The most common type of recording precipitation gauge is the Fisher Porter (F&P) gauge, developed by the Belfort instrument Company. The Fisher Porter gauge is designed to work for many years in remote and harsh environments. The F&P gauge weighs the precipitation it collects in a large metal bucket. This bucket sits atop a mechanism which converts the weight of the water into the measuring unit of inches and then, every 15 minutes, punches holes in a paper tape, recording the amount of precipitation. In the winter months the bucket is filled with anti-freeze which allows snow and ice to melt and be accurately measured. The observer removes the tape once a month and sends it to the local NWS Office. After reviewing the data the tape is sent to the National Climatic Data Center for archiving.

Proper Siting

The COOP network has provided climate and weather data for over 100 years. Consistency of the measurements is an attribute of the network, and it has been maintained by rare and/or gradual change, and established standards for exposure, of instruments over the life of the network. In order to preserve the integrity of the network, NWS has established standards for equipment, siting, and exposure.

Temperature sensor siting: The sensor should be mounted 5 feet +/- 1 foot above the ground. The ground over which the shelter [radiation] is located should be typical of the surrounding area. A level, open clearing is desirable so the thermometers are freely ventilated by air flow. Do not install the sensor on a steep slope or in a sheltered hollow unless it is typical of the area or unless data from that type of site are desired. When possible, the shelter should be no closer than four times the height of any obstruction (tree, fence, building, etc.). The sensor should be at least 100 feet from any paved or concrete surface.

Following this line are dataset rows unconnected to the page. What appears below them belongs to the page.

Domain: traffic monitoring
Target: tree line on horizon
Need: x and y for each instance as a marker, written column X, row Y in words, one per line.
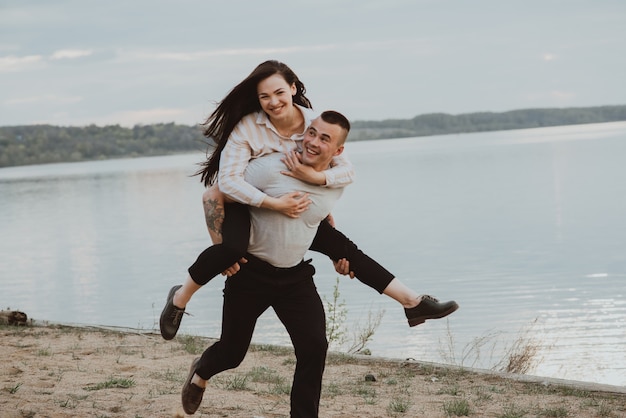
column 41, row 144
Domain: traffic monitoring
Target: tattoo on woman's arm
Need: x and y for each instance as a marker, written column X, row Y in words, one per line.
column 214, row 215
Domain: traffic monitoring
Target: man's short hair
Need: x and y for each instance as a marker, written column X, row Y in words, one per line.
column 336, row 118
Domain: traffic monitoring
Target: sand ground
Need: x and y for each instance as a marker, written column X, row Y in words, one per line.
column 64, row 371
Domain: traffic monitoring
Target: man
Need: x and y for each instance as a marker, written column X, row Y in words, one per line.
column 276, row 275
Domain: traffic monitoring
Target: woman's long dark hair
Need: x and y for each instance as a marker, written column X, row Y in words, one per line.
column 239, row 102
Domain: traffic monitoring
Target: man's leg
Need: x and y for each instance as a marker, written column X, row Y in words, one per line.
column 336, row 245
column 302, row 312
column 243, row 304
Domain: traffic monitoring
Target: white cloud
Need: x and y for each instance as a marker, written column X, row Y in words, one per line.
column 48, row 99
column 548, row 56
column 13, row 63
column 70, row 53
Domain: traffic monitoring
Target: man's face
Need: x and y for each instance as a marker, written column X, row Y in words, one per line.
column 321, row 143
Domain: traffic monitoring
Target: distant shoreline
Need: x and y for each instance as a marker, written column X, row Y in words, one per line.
column 41, row 144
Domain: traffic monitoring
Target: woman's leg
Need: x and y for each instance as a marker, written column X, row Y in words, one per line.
column 233, row 220
column 235, row 235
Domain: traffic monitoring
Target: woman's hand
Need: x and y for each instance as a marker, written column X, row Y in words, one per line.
column 343, row 267
column 300, row 171
column 290, row 204
column 234, row 269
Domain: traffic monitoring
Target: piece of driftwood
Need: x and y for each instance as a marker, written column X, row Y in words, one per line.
column 13, row 318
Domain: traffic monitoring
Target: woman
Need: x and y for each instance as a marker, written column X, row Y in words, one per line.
column 269, row 112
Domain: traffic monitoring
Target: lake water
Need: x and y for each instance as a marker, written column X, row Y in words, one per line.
column 525, row 229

Precipitation gauge siting: The exposure of a rain gauge is very important for obtaining accurate measurements. Gauges should not be located close to isolated obstructions such as trees and buildings, which may deflect precipitation due to erratic turbulence. To avoid wind and resulting turbulence problems, do not locate gauges in wide-open spaces or on elevated sites, such as the tops of buildings. The best site for a gauge is one in which it is protected in all directions, such as in an opening in a grove of trees. The height of the protection should not exceed twice its distance from the gauge. As a general rule, the windier the gauge location is, the greater the precipitation error will be.